The pace of technological change continues to increase. In 2018, cutting-edge technologies like AI, IoT, and blockchain had a collective market value of $350 billion. By 2025, the value will be $3.2 trillion — nearly a tenfold increase in less than a decade.
These numbers are astounding. They’re also easy to misinterpret. As more companies utilize new technologies, those innovations will have diminishing returns. Businesses won’t be able to use novel tools, products, or services to differentiate themselves because everyone will offer something unique and impressive. Instead, they’ll have to stand out by finding ways to improve the customer experience (CX).
Amazon Connect, the omnichannel cloud contact center platform from Amazon Web Services, helps companies optimize their CX by delivering seamless support through the power of technology. In this post, we’ll examine one of the platform’s specific capabilities: chatbot technology.
How to Use Chatbots for Customer Service
Chatbots and customer experience go hand in hand: they make service more accessible for customers while lowering costs for service providers.
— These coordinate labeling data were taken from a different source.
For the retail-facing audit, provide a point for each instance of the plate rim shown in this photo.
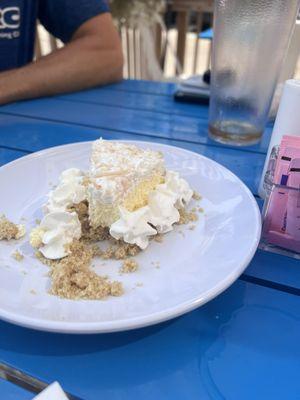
(153, 318)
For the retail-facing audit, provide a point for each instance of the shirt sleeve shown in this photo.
(63, 17)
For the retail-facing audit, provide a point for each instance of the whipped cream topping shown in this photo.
(133, 227)
(57, 230)
(110, 159)
(161, 212)
(116, 167)
(70, 190)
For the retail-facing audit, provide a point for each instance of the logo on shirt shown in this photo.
(10, 19)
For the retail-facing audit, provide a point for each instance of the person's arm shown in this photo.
(92, 57)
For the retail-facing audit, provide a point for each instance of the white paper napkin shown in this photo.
(52, 392)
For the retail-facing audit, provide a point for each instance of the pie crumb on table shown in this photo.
(129, 266)
(9, 230)
(17, 256)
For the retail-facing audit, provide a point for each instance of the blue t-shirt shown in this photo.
(18, 21)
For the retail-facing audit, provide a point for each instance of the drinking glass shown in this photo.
(250, 41)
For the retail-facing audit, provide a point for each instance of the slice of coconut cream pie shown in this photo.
(127, 191)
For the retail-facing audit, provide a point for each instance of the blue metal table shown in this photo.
(245, 344)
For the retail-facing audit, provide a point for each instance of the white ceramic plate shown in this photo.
(194, 265)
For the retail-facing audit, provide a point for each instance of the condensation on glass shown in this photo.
(250, 42)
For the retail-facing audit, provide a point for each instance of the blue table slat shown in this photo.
(162, 104)
(275, 268)
(9, 391)
(242, 345)
(32, 135)
(134, 121)
(7, 155)
(142, 86)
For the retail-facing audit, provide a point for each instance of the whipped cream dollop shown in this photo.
(56, 231)
(133, 227)
(70, 190)
(161, 212)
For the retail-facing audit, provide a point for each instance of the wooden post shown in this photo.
(182, 24)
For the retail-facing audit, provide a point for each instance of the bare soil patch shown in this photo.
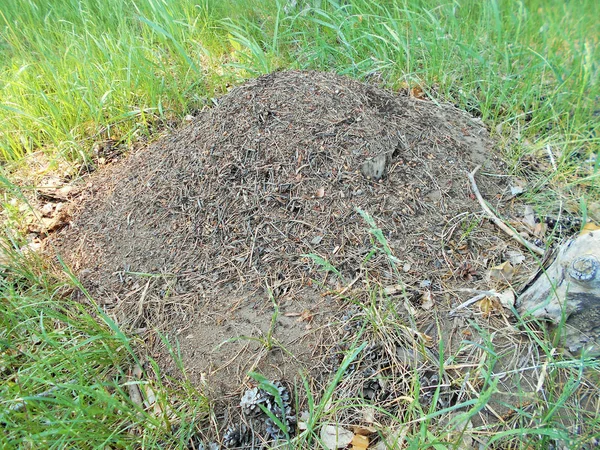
(201, 233)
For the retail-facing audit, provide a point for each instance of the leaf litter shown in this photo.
(228, 234)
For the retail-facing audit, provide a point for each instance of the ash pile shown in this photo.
(275, 171)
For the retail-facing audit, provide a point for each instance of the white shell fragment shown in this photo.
(569, 288)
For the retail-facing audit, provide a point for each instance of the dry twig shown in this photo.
(531, 247)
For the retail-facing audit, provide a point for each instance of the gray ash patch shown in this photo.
(169, 237)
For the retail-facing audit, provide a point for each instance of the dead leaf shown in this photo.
(589, 227)
(489, 305)
(506, 298)
(516, 257)
(360, 442)
(394, 439)
(334, 437)
(392, 290)
(427, 301)
(540, 230)
(303, 420)
(503, 272)
(365, 431)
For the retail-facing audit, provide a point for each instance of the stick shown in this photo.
(517, 237)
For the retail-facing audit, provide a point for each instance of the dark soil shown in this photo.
(199, 234)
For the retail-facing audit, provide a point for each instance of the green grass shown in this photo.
(67, 374)
(75, 72)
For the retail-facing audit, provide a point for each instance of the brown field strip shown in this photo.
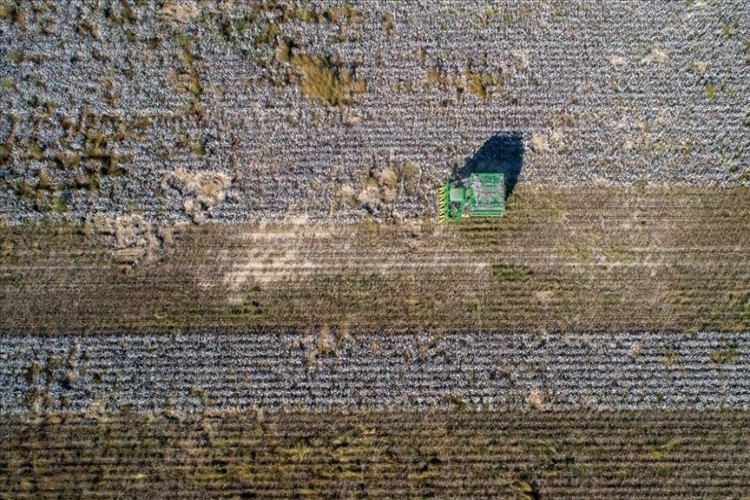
(573, 259)
(445, 454)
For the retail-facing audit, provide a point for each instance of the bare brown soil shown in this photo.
(578, 259)
(509, 455)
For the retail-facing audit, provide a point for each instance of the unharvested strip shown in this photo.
(196, 373)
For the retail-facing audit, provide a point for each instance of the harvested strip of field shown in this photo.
(196, 373)
(513, 455)
(574, 259)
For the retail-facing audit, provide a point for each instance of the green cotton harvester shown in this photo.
(479, 195)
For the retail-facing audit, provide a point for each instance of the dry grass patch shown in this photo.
(326, 82)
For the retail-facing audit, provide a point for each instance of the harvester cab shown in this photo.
(479, 195)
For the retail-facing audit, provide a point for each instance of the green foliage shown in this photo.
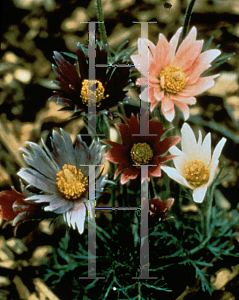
(177, 246)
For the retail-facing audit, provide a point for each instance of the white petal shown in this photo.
(90, 205)
(76, 217)
(146, 56)
(206, 150)
(180, 161)
(215, 159)
(218, 149)
(199, 193)
(174, 174)
(188, 142)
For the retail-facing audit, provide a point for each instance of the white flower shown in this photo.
(195, 166)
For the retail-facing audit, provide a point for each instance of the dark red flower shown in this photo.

That said, there are right and wrong ways to leverage chatbots. Follow these best practices to realize the full potential of this technology:
Do’s:
- Be clear and direct — Configure the chatbot to ask clear questions with specific answers. Avoid queries like “How may I help you?” in favor of more direct questions like “What product do you need help with?”
- Guide the customer — Show users how to interact with the chatbot instead of assuming they know what to do. Instruct them as clearly and concisely as possible. Otherwise, you risk further customers.
- Ingest information — Have the conversational chatbots harvest information from chat logs and put it into predetermined “slots.” If someone writes, “I want to change my address to xxx,” for example, it’s important to make sure the chatbot can retrieve the street and house number without having to take extra steps to ingest this information.
- Confirm intent — Have the chatbot confirm what the customer wants and then confirm they received exactly that. This step helps reduce customer effort.
- Assign a clear goal and purpose — Ensure that the chatbot has a well-defined purpose. Chatbots can improve service, FAQs, ordering capabilities, and more, but don’t rely on one chatbot application to be everything to everyone.
- Support all input types — Allow users to interact with the chatbot however feels most organic: buttons and text for chat, voice or digits for speech.
- Personalize by brand — Keep chatbots from feeling like robots by injecting some personality into the experience. Try to make a personalized chatbot a reflection of your brand, whether it’s defined by fun, helpfulness, or professionalism.
Don’ts:
- Leave anything to “common sense” — Conversational chatbots need to be programmed for precise, specific directions, not assumed expectations for typical human speech. Though human conversations follow a number of unwritten rules, conversational chatbots cannot.
- Ignore expectations — Anticipate customer expectations most likely to cause chatbot problems, such as customers requesting information the chatbot can’t retrieve. Address those issues before rolling out the feature.
- Forget to follow up — Ensure that the chatbot works with the notification and CRM system so that it can follow up with customers about incomplete queries and integrate into the overall customer journey.
- Overstuff features — Give the chatbot everything it needs to serve customers and nothing more. Unnecessary bells and whistles only detract from the customer experience.
- Overload with text —Be concise and maximize readability when responding to customer queries. Chatbots shouldn’t respond with large, unbroken blocks of text that are hard to read and remember.
- Assume a linear path — Make sure the chatbot can accommodate customers’ quick conversation pivots or gently steer the customer back toward their original query.
- Force chatbots on customers — Always give customers a way to transfer the conversation to a live agent or the next level of service in case chatbot technology isn’t enough. Some people refuse to use chatbots, and others need more help than a chatbot can provide.
Chatbots are ambassadors. They make an early impression that affects the entire customer experience. Consequently, that impression needs to be a positive one.